Vahdet Deryası 2 2017
Değerli
okuyucu.
Okumaya başlayacağınız bu kitapta, Gönüller
sultanı Niyaz-î Mısrî Hz’nin İlahi âşkından kelam olarak dile gelmiş olup, ruhlara
temas eden ve gönül bahçelerinde mana zevklerinin yeşermesine sebep olan
beyitlerinin Fakir’de oluşturduğu mana zevklerini bulacaksınız.
Niyaz-î
Mısrî Hz’nin beyitleri Kur’an’ı Kerim’deki Hak kelamı olan ayetlerin ve
Cenab-ı Resulullah efendimiz, Hz Muhammed Mustafa hadislerinin açılımıdır. Kendi
idrakimize göre yapmaya çalıştığımız yorumlarda, beyitlerin gönlümüze düşürdüğü
ayeti kerime ve hadisleri göreceksiniz. Bu yorumlar, Fakirin kendi mana alemine
doğan zevkler olup, ilk ve son değildir. Cenab-ı Allah’ta son olamayacağı için
Cenab-ı Allah’ı tanıtan, anlatan, bildiren ilimde ve bu ilimden oluşan
anlayışlarda da son olamaz. Kova denizi içine alamaz ama kendisi denizde batın
olur, deniz olur. Unutulmamalıdır ki, olmak yok, yolunda olmak vardır. Bilgi
kullanıldığı zaman bizi zahmetten kurtarır, bilmiş olmak yetmez ve bilgi bizden
mesuliyeti kaldırmaz aksine kendisi kadar daha mesuliyet yükler.

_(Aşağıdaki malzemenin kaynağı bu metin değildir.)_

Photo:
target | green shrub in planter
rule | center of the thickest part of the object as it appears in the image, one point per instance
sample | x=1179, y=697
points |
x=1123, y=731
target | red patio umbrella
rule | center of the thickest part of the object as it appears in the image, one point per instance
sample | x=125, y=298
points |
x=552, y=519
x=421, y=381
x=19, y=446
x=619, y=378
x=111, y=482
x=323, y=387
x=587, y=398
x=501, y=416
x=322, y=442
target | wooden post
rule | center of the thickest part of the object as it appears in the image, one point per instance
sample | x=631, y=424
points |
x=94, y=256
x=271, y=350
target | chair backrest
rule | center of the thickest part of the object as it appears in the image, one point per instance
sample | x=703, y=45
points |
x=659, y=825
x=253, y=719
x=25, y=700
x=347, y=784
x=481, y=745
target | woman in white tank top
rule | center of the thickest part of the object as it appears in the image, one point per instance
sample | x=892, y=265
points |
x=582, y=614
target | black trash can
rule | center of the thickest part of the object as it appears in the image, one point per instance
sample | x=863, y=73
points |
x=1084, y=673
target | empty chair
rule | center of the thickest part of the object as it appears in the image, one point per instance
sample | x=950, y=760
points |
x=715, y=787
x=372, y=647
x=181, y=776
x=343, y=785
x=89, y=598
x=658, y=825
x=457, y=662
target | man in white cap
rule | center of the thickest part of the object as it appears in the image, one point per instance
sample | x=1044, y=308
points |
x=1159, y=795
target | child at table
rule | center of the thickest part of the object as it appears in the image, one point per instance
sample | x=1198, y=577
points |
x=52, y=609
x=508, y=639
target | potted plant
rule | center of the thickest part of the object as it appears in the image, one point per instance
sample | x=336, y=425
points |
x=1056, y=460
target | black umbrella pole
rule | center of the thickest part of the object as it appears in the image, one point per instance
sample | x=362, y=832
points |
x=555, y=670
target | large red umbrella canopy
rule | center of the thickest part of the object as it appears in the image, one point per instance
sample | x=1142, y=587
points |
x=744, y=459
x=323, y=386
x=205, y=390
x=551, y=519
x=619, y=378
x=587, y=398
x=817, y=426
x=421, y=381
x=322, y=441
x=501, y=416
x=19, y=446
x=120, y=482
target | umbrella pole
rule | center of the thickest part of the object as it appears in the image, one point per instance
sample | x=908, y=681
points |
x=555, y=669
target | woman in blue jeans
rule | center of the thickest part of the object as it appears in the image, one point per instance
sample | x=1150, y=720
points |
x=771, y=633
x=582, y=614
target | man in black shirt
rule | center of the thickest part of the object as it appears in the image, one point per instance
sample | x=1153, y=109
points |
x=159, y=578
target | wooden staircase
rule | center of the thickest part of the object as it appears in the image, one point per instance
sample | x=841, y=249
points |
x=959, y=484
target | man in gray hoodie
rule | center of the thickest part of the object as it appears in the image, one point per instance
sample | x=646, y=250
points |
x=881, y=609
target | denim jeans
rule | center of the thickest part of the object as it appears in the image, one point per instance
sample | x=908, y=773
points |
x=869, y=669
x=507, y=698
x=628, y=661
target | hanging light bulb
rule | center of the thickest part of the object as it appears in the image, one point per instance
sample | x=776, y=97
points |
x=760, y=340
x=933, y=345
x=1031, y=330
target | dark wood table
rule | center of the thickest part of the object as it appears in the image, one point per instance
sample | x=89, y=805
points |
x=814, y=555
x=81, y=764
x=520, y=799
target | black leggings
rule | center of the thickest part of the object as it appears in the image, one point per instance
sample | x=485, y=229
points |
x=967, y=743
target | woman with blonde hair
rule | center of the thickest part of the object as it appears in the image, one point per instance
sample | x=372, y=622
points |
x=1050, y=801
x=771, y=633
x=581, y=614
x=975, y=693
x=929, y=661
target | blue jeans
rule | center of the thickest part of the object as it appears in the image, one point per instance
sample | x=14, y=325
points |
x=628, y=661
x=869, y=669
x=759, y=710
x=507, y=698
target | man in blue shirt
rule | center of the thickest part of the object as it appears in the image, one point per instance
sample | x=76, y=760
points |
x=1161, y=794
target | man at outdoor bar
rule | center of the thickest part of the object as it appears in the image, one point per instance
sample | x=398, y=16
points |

İrfaniyet birdir ve bu irfaniyet Cenab-ı Allah’ın
Kemaliyle tecelli ettiği Muhammedî irfaniyettir. Gönül birdir ve bu gönül,
Cenab-ı Allah’ın sığdığı beytullah olan Muhammedî gönüldür. Aşk birdir ve bu
Aşk, Cenab-ı Allah’ın zuhuru olan Muhammedî Aşk’tır. İlim birdir ve bu ilim
Cenab-ı Allah’ın zahir olarak anlatıldığı Muhammedî ilimdir. Kendimizi, bir
olan bu tecellilere layık hale getirdiğimizde bizde de tecelliye gelirler, iki
olmazlar. Cenab-ı Allah, talip olup talebi doğrultusunda hizmet edenlerin yar
ve yardımcısı olsun, Cemaliyle şereflendirsin inşallah.